Beware of captive life insurance – Connelly v. United States | Farrell Fritz, PC

On June 6, 2024, the Supreme Court unanimously decided the case Connelly v. United States, involving the valuation of a business with a captive life insurance policy. In this case, two brothers were the sole shareholders of a business. The business had a buy-sell agreement that provided that upon the death of one brother, the survivor could buy out his deceased brother’s shares in the business using a captive life insurance policy. Upon the death of one brother, the survivor declined to purchase the shares, and the business redeemed them using the insurance proceeds. The deceased brother’s estate filed an estate tax return reporting the value of the shares at the surrender price. The value did not include most of the insurance proceeds because those proceeds were offset by the cost of repurchasing the shares.

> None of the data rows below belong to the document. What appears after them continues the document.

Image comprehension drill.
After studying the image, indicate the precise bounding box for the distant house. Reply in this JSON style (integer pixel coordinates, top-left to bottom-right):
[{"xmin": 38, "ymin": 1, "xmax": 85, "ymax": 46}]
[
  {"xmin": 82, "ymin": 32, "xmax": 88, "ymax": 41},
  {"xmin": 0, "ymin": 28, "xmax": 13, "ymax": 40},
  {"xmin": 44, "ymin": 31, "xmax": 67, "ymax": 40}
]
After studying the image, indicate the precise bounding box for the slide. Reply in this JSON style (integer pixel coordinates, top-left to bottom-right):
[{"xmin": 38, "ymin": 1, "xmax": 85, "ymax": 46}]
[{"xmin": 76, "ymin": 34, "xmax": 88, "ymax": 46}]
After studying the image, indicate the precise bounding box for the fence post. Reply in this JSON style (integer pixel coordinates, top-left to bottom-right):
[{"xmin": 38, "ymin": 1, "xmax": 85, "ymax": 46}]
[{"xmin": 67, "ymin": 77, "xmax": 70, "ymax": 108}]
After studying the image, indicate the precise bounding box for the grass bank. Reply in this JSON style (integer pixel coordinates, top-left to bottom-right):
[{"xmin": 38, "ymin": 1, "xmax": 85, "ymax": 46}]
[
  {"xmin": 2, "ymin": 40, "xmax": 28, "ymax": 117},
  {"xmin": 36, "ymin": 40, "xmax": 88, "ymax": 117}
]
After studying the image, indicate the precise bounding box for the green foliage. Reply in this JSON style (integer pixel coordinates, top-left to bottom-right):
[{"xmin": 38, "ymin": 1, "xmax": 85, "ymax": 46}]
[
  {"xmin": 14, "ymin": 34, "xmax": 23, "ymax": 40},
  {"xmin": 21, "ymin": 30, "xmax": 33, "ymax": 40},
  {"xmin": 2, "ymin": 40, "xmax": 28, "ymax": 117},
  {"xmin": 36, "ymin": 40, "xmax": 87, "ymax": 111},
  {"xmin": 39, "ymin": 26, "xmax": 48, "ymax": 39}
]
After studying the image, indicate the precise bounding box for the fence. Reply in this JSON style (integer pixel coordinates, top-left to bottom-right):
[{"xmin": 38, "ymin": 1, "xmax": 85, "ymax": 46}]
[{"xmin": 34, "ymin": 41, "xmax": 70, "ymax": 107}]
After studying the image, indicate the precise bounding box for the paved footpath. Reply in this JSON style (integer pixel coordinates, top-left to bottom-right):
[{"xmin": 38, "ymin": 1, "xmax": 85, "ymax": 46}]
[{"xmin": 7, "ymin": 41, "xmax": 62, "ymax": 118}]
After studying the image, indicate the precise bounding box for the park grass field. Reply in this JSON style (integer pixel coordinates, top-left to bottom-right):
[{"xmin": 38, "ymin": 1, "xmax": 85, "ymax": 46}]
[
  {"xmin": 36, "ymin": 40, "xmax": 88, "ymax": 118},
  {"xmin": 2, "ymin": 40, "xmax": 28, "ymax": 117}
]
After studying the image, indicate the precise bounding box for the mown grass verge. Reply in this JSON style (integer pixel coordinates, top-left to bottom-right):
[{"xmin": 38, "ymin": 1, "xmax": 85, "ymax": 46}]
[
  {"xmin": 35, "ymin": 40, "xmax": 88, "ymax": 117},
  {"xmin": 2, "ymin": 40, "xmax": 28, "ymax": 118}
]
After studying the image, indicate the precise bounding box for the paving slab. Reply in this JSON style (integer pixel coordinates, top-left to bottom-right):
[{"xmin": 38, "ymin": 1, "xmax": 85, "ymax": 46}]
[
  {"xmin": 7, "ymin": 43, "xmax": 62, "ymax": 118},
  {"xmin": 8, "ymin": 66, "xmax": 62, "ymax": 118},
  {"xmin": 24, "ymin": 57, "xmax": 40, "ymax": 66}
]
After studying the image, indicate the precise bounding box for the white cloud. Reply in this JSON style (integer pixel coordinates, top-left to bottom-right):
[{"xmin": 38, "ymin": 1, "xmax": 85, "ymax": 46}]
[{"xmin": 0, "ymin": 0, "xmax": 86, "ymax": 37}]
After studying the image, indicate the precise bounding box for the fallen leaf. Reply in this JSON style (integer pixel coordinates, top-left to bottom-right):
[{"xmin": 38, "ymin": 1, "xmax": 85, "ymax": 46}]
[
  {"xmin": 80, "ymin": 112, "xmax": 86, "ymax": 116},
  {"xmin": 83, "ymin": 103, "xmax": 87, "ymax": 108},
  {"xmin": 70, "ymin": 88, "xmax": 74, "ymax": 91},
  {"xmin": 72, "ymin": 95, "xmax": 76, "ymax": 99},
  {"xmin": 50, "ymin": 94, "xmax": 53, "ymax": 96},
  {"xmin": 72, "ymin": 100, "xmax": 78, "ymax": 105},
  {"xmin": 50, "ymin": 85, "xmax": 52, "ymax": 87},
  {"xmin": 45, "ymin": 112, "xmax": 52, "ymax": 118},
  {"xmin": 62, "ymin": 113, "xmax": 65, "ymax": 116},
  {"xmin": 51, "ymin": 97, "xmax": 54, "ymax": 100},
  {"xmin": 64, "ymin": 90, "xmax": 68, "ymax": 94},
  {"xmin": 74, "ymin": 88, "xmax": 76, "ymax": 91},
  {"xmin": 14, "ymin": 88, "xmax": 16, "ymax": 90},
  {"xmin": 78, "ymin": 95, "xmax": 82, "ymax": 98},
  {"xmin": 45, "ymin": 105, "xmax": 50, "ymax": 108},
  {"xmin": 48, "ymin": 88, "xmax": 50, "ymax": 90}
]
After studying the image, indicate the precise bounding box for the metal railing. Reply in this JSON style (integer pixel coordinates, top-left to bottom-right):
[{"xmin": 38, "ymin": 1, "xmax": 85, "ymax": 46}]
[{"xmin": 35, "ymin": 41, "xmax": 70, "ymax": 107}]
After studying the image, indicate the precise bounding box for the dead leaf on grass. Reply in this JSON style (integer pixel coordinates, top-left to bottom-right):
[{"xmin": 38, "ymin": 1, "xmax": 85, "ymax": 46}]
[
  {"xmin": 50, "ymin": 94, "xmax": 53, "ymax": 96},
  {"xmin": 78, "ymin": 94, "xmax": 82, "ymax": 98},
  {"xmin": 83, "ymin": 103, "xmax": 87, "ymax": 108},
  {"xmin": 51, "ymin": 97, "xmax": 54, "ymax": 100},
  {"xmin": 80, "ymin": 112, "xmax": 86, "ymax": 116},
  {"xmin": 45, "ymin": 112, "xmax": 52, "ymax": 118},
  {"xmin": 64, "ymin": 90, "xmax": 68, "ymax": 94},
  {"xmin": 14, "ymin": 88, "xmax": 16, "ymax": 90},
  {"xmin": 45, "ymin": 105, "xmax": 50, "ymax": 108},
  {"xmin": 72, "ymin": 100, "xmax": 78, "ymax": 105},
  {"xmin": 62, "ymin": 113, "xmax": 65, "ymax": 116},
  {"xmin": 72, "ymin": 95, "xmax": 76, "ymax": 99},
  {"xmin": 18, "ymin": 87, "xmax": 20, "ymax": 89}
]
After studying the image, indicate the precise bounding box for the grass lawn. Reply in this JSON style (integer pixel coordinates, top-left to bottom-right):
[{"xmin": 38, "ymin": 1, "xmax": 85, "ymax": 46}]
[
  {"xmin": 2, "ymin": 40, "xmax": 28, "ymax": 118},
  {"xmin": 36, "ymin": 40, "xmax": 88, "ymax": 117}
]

In examining the estate tax return, the IRS disagreed with the company’s valuation, arguing that the value of the company’s interest should be increased by the amount of the insurance, essentially doubling the value of the company. The court argued that the company’s obligation to redeem shares was not a liability that reduced the value of those shares. Note that it is not entirely clear whether the decision would be the same for independent business owners.

In light of the court’s decision, business owners should be particularly aware that company-owned life insurance can significantly increase the value of the business for inheritance tax purposes.